D’autres travaux récents faits par des auteurs kanak reconnus en tant que, sociologues, philosophes, ethnologues, anthropologues … pour n’en citer que quelques uns : Yves Béalo Gony, qui a rédigé un mémoire sur la monnaie kanak dans la région de Hienghène ; Wahéo Jacob sous couvert du CTRDP qui a publié en 1989, un recueil de contes et légendes d’Ouvéa ; également Thidjine-Maango , Béalo Wedoye ,Wassissi Konyi et W. Ihagé qui ont contribué à la rédaction de manuels d’Histoire et de Géographie (46). Bien sûr, d’autres ouvrages pourront être cités dans ce chapitre afin d’alimenter nos propos. Malgré tout, les chercheurs contemporains sont, tout comme nous confrontés au paradoxe suivant : d’une part, la société dite « traditionnelle » se transforme d’une manière constante et d’autre part, par contre les discours des représentants de la « Culture » restent figés et conservateurs, laissant très peu d’espace aux réformes possibles de ladite « Coutume ».

B. Les différents statuts à l’intérieur d’un clan.

Le clan est composé de plusieurs familles ayant un ancêtre commun et à l’intérieur duquel le mariage est interdit. A ce clan correspondent plusieurs hameaux successifs de descendants de l’ancêtre. L’arbre généalogique prend donc l’allure d’un itinéraire, qui commence avec le premier habitat construit par les fondateurs du groupe. Des récits mythiques relatent cet évènement en remontant jusqu’à l’origine des hommes. A l’intérieur du clan, chaque branche familiale occupe une place hiérarchisée selon qu’elle soit issue d’un aîné ou d’un cadet, l’aîné étant le plus respecté. Chaque chef de famille porte une responsabilité et se voit octroyer un rôle précis au sein de son clan : magie des cultures, discours cérémoniels, envoi de messages, organisation des guerres etc. C’est sur ce concept de « clan » que les autochtones de la région et en particulier de l’archipel calédonien s’identifient.

Si nous tenons compte de cette « division du travail », pour employer un terme économique moderne, l’altérité à l’intérieur du clan semble facile à déterminer. Chacun ayant un statut défini selon son appartenance familiale regardera autrui (du même clan) par rapport à ces fonctions susdites. Il est sûr que le manquement à ces responsabilités est dénoncé par les autres composantes. Les conflits intra claniques révèlent en fin de compte les dysfonctionnements existants.
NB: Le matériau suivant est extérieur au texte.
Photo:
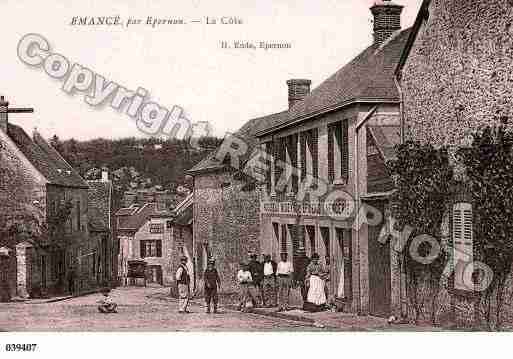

Comme dans toute société, les différentes périodes de l’évolution physique des êtres occupent une place sociale définie, dont le passage d’un statut à un autre est marqué par des rituels. Le premier bain du nouveau né, par exemple est un rituel qui sera suivi par la présentation de ce premier par ses parents à son oncle maternel, c’est-à-dire au frère de sa mère afin qu’il lui donne un nom qui ne sera jamais prononcé par l’intéressé. A l’issu du geste cérémoniel du don du taro apporté par les maternels, symbole de leur prédominance, ces derniers procèdent, à ce que l’ethnologue européen comme Henri Mayet appelait malencontreusement : « le pillage », c’est-à-dire la confiscation des biens du clan paternel :

« Ils se répandent dans le village, ils pénètrent dans les cases et s’emparent de ce qu’ils trouvent à leur convenance »(47).

Puis, lors du sinda c’est-à-dire lors d’une danse traditionnelle appelée communément le « pilou », d’autres échanges se font entre les deux clans. Le clan paternel est, de par sa situation, redevable au clan maternel et doit s’acquitter de la dot. Nous aborderons ce point plus en détail par la suite.
Concernant les jeunes, pour donner un exemple remarquable encore de nos jours, le rasage de la barbe des jeunes par les oncles maternels dans les îles Loyauté, marque le passage du statut de jeune au statut d’adulte. A Lifou, « l’astiquage »(48) est un rituel réservé aux jeunes non mariés (49), par exemple quand un des jeunes est rendu coupable d’un délit au sein de la tribu, toute la génération du jeune subit un « lynchage collectif» par les oncles.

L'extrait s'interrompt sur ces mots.